View attachment 43481

_Posted via Mobile Device_


----------



## dash74 (Jan 3, 2015)

weightlifter said:


> No that wont work. Still have my thingy.
> 
> How about Weightlifter Jenner?


You deserve woman of the year for your var post on si not a permaban Caitlifter


Don't flame the joke tam's


----------



## Evinrude58 (Jun 16, 2014)

dash74 said:


> You deserve woman of the year for your var post on si not a permaban Caitlifter
> 
> 
> Don't flame the joke tam's


Too much funny.
_Posted via Mobile Device_


----------



## G.J. (Nov 4, 2014)

I know the records have progressed since but that guy/girl scored over 8600 points in the 70s :allhail:


----------



## weightlifter (Dec 14, 2012)

IMFarAboveRubies said:


> Your thread is being cut and pasted all over cyberspace because it is so good. Too bad you got permabanned though. Would you still like to be able to post on that website? Can you contact the moderators with the fact that your post is being used there, and request that you be reinstated?


Really? Ive only seen it that much there. Ive seen a few people parrot the specific advice but that is the first time Ive seen nearly that much of it.

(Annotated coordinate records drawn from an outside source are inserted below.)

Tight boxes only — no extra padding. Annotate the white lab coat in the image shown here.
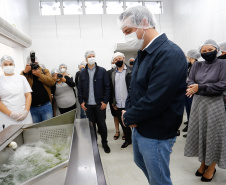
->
[0,75,33,131]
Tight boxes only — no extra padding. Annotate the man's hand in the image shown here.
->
[18,110,28,121]
[24,64,31,73]
[121,110,137,128]
[81,102,87,111]
[186,84,199,98]
[9,112,20,121]
[60,76,66,82]
[32,69,41,77]
[53,73,57,82]
[100,102,107,110]
[112,103,118,110]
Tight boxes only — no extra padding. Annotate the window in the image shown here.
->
[40,1,61,15]
[40,0,163,15]
[145,1,162,14]
[63,1,83,15]
[106,1,123,14]
[126,1,142,9]
[85,1,104,14]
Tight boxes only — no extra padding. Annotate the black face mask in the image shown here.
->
[115,60,123,67]
[129,62,134,66]
[217,54,226,59]
[201,49,217,62]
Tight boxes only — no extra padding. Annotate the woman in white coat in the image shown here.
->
[0,55,33,131]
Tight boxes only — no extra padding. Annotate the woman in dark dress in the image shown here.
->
[184,40,226,182]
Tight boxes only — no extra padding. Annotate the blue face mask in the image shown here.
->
[201,49,217,62]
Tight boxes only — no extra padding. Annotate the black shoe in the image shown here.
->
[182,125,188,132]
[102,143,111,153]
[201,169,217,182]
[121,141,132,149]
[195,165,208,177]
[195,170,204,177]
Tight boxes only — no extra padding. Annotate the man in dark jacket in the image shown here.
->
[119,6,187,185]
[78,51,110,153]
[110,52,132,149]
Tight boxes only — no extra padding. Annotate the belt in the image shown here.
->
[32,102,49,107]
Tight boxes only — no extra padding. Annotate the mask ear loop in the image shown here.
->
[136,28,145,40]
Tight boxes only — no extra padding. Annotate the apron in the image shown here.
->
[0,76,33,131]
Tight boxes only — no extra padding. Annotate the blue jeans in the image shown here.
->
[185,95,193,121]
[30,102,53,123]
[80,106,86,119]
[132,129,176,185]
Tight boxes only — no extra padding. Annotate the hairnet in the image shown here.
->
[1,55,15,65]
[187,49,201,59]
[112,52,125,60]
[85,50,95,58]
[27,56,38,64]
[51,68,60,76]
[80,61,87,66]
[220,42,226,52]
[39,64,46,69]
[199,39,221,56]
[118,6,156,29]
[59,64,67,69]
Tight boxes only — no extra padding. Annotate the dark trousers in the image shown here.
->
[59,104,76,114]
[116,108,132,142]
[86,105,108,144]
[185,95,193,122]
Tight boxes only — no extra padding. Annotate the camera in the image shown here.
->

Has anyone seen it elsewhere?

Im better today. Was just annoyed about the perma thing.


----------



## weightlifter (Dec 14, 2012)

PhillyGuy13 said:


> Just change your avatar...
> 
> View attachment 43481
> 
> _Posted via Mobile Device_


You are horrible... And I approve.


----------



## Adelais (Oct 23, 2013)

weightlifter said:


> Really? Ive only seen it that much there. Ive seen a few people parrot the specific advice but that is the first time Ive seen nearly that much of it.
> 
> Has anyone seen it elsewhere?
> 
> Im better today. Was just annoyed about the perma thing.


I am just assuming that it is on other websites. When I first entered the world of infidelity in 2009 I read a lot at SI. There were excellent posts on various aspects of infidelity, especially the investigative and discovery stuff which I didn't need, but which were interesting and added to the drama and intrigue of infidelity. Then I discovered TAM and saw your information here. I read that you used to be on SI, so I figured you wrote the info over there. I haven't opened two windows side by side to compare, I just figured it was the same. So that's what I get for ass u me ing.


----------



## Hope1964 (Sep 26, 2011)

It's SI. Who cares. Ya ya I know. Go ahead and whine


----------